Don’t forget the cultural fruit at hand

Cultural holidays and traditions may be the low-hanging fruit of cultural differences, but they are still forgotten. It’s never a good idea, for example, to suggest a negotiation call on the day your potential partner marks his country’s independence. And did you know that some countries celebrate Christmas on January 7?

It only takes a minute of research to ensure your company vision doesn’t conflict with key dates and traditions. This also applies to internal companies: business leaders must respect the cultural differences of their staff. This could mean a break during Hindu holidays, for example, or special considerations for Muslim employees who wish to fast during Ramadan. This not only increases employee morale, but also helps encourage a work environment where everyone feels heard and understood, which tends to increase loyalty and reduce attrition.
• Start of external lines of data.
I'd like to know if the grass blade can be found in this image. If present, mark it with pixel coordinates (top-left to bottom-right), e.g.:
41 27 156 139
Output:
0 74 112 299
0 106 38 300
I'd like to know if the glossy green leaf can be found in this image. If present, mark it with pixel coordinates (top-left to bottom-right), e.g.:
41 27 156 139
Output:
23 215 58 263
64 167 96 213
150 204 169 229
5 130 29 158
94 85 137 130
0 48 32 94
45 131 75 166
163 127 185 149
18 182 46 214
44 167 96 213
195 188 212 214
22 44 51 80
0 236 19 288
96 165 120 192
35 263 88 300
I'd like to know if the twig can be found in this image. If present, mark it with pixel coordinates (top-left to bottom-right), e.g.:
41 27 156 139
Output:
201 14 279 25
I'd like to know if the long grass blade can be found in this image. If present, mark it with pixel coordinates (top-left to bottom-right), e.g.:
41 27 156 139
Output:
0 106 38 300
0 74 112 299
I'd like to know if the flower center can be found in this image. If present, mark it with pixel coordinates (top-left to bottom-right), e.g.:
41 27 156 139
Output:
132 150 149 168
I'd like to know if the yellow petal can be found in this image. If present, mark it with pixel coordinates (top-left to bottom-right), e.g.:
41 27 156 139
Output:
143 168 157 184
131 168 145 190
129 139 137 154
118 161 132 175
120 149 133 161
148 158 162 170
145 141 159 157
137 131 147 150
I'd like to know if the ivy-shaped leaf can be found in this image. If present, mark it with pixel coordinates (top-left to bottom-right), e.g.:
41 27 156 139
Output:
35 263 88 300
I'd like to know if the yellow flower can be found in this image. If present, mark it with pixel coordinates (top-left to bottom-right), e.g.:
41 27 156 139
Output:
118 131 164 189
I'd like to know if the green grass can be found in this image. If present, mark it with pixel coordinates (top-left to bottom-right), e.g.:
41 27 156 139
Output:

In recent weeks, Silicon Valley firms have acquired two Israeli cybersecurity firms worth hundreds of millions of dollars. Israel’s IT sector is buzzing and growing rapidly, but there is no doubt that these major agreements have resulted in some cultural understanding and adaptation, whether related to the ongoing conflict, Judaism, or some other concern.

Related: Business Etiquette Basics from Around the World (infographic)

It should be obvious, but the benefit for these American companies isn’t just about the products they now control and the potential boost in profits. It’s also about planting a flag in a new country, gaining experience in a new region, and growing the company’s understanding of global cultural nuances, all of which are likely to lead to long-term success. I think it’s best summed up by what I was told once when I was in China: “You Americans measure success from quarter to quarter. In China we measure the same success but in dynasties.”

As my friend learned in Shanghai, Americans will never remake the world in their image, no matter how much we like to overestimate our influence. There is no substitute for learning, understanding and adapting to significant social and cultural differences. The fact is that the more informed and respectful negotiations are, the more likely they are to be successful.